Boyd states the band was also influenced by soul, funk, and jazz in a general sense, and metal in their earlier days. Boyd states that the band composed 9 minute Pink Floyd-esque progressive rock songs in their earlier days, but the band ended up unhappy with the end results, and strayed away from the approach upon becoming more familiar with the Beatles and Led Zeppelin.

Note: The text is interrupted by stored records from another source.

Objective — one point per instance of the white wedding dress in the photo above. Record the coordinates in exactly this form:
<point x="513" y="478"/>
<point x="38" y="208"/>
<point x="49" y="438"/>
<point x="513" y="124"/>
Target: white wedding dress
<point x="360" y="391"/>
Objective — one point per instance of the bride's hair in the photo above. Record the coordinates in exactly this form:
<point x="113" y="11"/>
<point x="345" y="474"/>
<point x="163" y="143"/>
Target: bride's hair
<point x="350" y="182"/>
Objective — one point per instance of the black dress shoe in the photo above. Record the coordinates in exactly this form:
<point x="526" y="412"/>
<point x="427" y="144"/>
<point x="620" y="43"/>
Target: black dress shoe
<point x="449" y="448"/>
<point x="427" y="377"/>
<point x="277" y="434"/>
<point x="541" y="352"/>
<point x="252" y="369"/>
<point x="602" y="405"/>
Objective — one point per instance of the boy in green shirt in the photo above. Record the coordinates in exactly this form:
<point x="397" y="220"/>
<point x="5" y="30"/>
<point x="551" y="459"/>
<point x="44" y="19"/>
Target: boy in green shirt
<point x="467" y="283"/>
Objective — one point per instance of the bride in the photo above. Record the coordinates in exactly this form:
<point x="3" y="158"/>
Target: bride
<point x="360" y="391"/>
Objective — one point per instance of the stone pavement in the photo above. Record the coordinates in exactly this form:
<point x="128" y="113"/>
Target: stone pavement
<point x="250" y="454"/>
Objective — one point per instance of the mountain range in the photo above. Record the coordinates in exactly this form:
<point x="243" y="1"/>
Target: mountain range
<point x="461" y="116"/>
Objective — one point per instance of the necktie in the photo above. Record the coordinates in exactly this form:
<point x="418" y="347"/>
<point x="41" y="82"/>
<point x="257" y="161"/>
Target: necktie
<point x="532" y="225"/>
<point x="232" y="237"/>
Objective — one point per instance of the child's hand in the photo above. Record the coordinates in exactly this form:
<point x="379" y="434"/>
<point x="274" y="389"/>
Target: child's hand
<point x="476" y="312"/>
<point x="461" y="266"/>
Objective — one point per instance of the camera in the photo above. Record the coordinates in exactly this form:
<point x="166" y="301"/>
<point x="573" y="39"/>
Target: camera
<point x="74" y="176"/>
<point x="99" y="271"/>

Wilcox stated that drumming of John Bonham, Ziggy Modeliste, and Russell Batiste Jr. were particularly influential to his drumming style.

==Members==
- Last lineup
- Jason Boyd - vocals (1993–2004, 2018–present)
- Benjamin Einziger - guitar, vocals (1993–2004, 2018–present)
- Paul Fried - bass (1993–2004, 2018–2019)
- Shane McLafferty - drums (2018–2019)

- Past
- Greg Cooper - drums (1991–1994)
- Josh LeVine - guitar (1991–1994)
- Jamin Wilcox - drums, vocals (1993–2003)
- Ryland Steen - drums (2003–2004)

==Discography==
- Studio albums

| Year | Album details | Peak chart positions |  |
| US | US Heat. |
| 1999 | Papa's Dojo Released: 1999; Label: Independent; Format: CD; | — | — |
| 2002 | Dirty Sexy Knights in Paris Released: June 4, 2002; Label: Atlantic (83544); Format: CD, digital download; | 156 | 4 |

- Singles

| Year | Single | Peak chart positions |  |  | Album |
| US Alt. | US Main. | UK |
| 2002 | "The Energy" | 17 | 9 | 167 | Dirty Sexy Knights in Paris |
| "Looking Down" | — | 29 | — |
| 2023 | "Sleeping Machine" | — | — | — | — |
| 2024 | "Sonic Sunrise" | — | — | — | — |
| 2025 | "Dead End (Sexy Sad) | — | — | — | — |
"—" denotes a release that did not chart.